A frameshift insertion in FA2H causes a recessively inherited form of ichthyosis congenita in Chianina cattle

The aim of this study was to characterize the phenotype and to identify the genetic etiology of a syndromic form of ichthyosis congenita (IC) observed in Italian Chianina cattle and to estimate the prevalence of the deleterious allele in the population. Sporadic occurrence of different forms of ichthyosis including IC have been previously reported in cattle. However, so far, no causative genetic variant has been found for bovine IC. Nine affected cattle presenting congenital xerosis, hyperkeratosis and scaling of the skin as well as urolithiasis and cystitis associated with retarded growth were examined. Skin histopathology revealed a severe, diffuse orthokeratotic hyperkeratosis with mild to moderate epidermal hyperplasia. The pedigree records indicated a monogenic recessive trait.

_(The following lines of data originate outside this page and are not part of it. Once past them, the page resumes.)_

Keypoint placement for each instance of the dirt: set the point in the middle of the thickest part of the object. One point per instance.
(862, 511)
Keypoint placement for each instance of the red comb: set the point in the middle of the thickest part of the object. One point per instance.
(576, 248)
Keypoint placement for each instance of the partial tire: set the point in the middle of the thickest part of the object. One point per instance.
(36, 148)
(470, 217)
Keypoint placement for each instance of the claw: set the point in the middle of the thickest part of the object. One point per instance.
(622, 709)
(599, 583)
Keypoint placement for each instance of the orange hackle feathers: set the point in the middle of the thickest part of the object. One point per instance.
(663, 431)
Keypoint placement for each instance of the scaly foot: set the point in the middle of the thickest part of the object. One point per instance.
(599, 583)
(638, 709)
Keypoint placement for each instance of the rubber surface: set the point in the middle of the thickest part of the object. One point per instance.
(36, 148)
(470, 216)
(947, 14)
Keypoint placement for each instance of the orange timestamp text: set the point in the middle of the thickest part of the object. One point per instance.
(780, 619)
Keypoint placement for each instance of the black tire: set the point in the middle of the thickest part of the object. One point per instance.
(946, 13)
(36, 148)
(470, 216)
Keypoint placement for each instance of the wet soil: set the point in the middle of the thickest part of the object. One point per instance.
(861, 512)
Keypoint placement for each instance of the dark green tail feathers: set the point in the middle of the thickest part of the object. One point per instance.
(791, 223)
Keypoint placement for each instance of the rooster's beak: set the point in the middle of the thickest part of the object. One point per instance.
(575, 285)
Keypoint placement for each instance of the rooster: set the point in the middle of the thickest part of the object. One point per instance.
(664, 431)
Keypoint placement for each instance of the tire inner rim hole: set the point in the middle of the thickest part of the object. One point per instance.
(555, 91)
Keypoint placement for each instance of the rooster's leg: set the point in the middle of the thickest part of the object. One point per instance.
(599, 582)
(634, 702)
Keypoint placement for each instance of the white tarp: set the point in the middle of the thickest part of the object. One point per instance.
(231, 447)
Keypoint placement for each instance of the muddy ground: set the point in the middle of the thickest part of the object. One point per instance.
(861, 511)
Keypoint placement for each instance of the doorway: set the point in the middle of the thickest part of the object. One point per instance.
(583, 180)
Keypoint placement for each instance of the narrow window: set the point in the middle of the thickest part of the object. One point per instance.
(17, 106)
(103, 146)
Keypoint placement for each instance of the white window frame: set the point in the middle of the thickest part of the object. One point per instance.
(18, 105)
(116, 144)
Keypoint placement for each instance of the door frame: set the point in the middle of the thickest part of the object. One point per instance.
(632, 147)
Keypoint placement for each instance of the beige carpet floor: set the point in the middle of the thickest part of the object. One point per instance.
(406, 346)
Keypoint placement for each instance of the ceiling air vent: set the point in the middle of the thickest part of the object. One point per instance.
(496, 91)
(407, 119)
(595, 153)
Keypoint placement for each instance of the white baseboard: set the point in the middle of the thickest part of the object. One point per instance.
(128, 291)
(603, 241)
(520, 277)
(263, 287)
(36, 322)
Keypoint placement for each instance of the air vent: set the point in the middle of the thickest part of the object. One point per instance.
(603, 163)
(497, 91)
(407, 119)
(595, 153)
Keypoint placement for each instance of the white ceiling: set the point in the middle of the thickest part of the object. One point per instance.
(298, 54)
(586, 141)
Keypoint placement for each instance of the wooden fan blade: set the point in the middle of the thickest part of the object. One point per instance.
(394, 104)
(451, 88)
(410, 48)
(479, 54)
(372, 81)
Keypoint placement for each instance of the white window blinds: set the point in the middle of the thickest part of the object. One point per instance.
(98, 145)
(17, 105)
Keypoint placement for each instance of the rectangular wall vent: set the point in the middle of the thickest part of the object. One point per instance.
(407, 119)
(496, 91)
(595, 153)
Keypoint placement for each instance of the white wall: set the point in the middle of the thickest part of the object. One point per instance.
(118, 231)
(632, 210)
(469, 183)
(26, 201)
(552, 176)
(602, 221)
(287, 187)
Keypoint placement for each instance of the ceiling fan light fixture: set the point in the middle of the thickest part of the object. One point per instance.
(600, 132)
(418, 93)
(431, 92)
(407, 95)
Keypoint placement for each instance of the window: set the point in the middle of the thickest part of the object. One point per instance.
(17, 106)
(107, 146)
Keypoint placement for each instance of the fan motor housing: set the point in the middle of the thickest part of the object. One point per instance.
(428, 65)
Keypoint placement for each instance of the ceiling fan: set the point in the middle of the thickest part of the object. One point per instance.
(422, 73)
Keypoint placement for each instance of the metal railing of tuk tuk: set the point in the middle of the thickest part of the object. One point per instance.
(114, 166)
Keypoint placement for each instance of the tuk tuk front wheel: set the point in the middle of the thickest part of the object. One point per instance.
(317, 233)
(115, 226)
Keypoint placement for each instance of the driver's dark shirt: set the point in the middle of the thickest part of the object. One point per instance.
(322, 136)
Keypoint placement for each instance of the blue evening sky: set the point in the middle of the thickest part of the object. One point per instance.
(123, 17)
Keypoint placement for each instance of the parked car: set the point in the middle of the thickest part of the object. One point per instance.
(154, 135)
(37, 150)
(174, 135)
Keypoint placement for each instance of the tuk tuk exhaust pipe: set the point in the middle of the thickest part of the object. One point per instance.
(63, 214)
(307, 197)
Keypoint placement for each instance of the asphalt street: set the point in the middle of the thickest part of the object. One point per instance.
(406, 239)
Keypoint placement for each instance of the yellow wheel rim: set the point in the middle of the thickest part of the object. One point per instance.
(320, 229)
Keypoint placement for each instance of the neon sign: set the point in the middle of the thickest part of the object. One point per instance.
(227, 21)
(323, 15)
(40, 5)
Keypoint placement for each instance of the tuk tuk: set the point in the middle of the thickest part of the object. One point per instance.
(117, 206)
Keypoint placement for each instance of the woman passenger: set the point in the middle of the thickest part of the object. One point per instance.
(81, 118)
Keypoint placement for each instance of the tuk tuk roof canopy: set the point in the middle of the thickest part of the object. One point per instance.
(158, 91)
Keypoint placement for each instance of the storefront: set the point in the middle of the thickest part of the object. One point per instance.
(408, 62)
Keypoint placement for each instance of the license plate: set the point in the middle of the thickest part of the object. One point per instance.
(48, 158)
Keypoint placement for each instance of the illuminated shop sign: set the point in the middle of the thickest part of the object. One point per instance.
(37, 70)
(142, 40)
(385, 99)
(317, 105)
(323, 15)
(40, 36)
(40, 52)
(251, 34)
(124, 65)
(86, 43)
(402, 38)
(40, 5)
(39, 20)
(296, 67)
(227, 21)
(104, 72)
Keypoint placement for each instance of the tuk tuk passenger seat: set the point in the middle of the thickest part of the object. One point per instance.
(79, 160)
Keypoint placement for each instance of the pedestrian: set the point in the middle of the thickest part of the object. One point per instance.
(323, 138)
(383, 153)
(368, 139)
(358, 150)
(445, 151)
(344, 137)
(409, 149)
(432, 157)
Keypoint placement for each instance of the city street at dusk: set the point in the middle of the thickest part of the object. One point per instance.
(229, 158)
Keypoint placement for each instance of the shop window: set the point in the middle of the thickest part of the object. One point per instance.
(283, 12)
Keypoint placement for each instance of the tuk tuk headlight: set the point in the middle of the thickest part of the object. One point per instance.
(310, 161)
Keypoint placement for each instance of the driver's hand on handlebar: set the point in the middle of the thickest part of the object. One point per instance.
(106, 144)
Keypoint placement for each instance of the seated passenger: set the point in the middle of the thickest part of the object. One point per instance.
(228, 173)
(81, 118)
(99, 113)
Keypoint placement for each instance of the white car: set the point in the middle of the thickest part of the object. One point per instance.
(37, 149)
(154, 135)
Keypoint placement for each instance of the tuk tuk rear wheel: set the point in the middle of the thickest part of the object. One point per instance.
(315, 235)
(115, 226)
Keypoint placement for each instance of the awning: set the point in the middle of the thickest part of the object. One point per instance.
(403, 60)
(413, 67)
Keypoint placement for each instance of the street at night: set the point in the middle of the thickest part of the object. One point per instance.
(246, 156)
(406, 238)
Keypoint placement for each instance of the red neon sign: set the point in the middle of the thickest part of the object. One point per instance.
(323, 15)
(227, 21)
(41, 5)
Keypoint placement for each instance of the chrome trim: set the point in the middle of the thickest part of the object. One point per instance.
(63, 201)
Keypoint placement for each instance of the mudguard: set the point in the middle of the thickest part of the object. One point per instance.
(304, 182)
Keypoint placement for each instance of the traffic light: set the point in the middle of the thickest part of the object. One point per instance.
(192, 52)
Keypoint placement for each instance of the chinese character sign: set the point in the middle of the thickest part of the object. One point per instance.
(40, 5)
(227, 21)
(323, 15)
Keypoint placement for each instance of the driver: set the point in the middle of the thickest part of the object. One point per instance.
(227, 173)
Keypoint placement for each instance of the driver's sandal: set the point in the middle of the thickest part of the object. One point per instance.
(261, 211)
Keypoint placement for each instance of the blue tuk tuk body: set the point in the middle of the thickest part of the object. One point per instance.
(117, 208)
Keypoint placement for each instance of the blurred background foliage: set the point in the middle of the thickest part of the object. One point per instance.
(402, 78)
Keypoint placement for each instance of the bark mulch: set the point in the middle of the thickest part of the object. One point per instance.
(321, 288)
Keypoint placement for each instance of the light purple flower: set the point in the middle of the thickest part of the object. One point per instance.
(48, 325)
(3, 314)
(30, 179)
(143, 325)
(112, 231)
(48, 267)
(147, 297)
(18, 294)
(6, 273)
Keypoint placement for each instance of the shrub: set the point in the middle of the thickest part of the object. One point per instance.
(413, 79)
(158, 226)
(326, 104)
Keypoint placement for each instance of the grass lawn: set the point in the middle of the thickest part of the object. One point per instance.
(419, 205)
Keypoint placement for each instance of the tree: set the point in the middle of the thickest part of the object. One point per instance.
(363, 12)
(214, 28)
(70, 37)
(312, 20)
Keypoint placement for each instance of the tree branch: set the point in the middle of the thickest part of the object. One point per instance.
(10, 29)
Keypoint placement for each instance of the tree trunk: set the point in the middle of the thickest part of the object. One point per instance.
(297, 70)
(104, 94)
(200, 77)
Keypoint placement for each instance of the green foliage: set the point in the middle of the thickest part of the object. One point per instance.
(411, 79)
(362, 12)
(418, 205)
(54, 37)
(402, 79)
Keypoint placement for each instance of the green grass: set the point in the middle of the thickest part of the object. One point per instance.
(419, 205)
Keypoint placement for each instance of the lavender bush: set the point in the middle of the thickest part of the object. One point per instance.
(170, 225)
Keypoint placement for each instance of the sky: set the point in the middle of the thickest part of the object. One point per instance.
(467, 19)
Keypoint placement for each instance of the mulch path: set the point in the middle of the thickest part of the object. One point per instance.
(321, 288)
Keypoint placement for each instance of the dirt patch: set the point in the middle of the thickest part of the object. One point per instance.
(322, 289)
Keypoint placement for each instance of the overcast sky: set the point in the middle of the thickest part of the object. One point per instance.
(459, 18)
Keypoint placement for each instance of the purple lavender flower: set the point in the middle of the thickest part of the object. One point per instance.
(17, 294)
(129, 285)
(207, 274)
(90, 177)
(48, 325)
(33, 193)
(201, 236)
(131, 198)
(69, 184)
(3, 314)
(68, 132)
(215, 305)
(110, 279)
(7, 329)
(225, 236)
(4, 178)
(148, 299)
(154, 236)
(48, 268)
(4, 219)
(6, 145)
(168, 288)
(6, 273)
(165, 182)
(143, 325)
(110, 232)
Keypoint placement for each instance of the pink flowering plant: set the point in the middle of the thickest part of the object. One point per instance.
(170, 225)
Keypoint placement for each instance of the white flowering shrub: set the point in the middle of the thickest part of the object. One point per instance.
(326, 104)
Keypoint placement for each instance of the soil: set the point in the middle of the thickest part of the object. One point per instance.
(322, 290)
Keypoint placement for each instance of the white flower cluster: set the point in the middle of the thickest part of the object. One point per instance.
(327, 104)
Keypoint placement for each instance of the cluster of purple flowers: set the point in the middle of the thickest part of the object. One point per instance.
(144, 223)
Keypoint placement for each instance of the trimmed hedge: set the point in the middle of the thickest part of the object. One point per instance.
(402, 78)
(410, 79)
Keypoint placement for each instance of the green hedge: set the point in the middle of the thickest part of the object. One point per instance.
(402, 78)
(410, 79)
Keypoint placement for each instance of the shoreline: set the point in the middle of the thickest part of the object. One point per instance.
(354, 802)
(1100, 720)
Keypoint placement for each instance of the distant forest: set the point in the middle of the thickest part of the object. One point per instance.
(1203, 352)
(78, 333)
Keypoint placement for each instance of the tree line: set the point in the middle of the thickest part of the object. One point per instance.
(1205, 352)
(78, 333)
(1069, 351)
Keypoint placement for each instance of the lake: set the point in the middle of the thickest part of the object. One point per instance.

Homozygosity mapping and whole-genome sequencing allowed the identification of a homozygous frameshift 1 bp insertion in the FA2H gene (c.9dupC; p.Ala4ArgfsTer142) located in a 1.92 Mb shared identical-by-descent region on chromosome 18 present in all cases, while the parents were heterozygous as expected for obligate carriers. These findings enable the selection against this sub-lethal allele showing an estimated frequency of ~ 7.5% in Chianina top sires. A sporadic incidence of mild clinical signs in the skin of heterozygous carriers was observed. So far, pathogenic variants affecting the encoded fatty acid 2-hydroxylase catalyzing the synthesis of 2-hydroxysphingolipids have been associated with myelin disorders. In conclusion, this study represents the first report of an FA2H-related autosomal recessive inherited skin disorder in a mammalian species and adds FA2H to the list of candidate genes for ichthyosis in humans and animals. Furthermore, this study provides a DNA-based diagnostic test that enables selection against the identified pathogenic variant in the Chianina cattle population. However, functional studies are needed to better understand the expression of FA2H in IC-affected Chianina cattle.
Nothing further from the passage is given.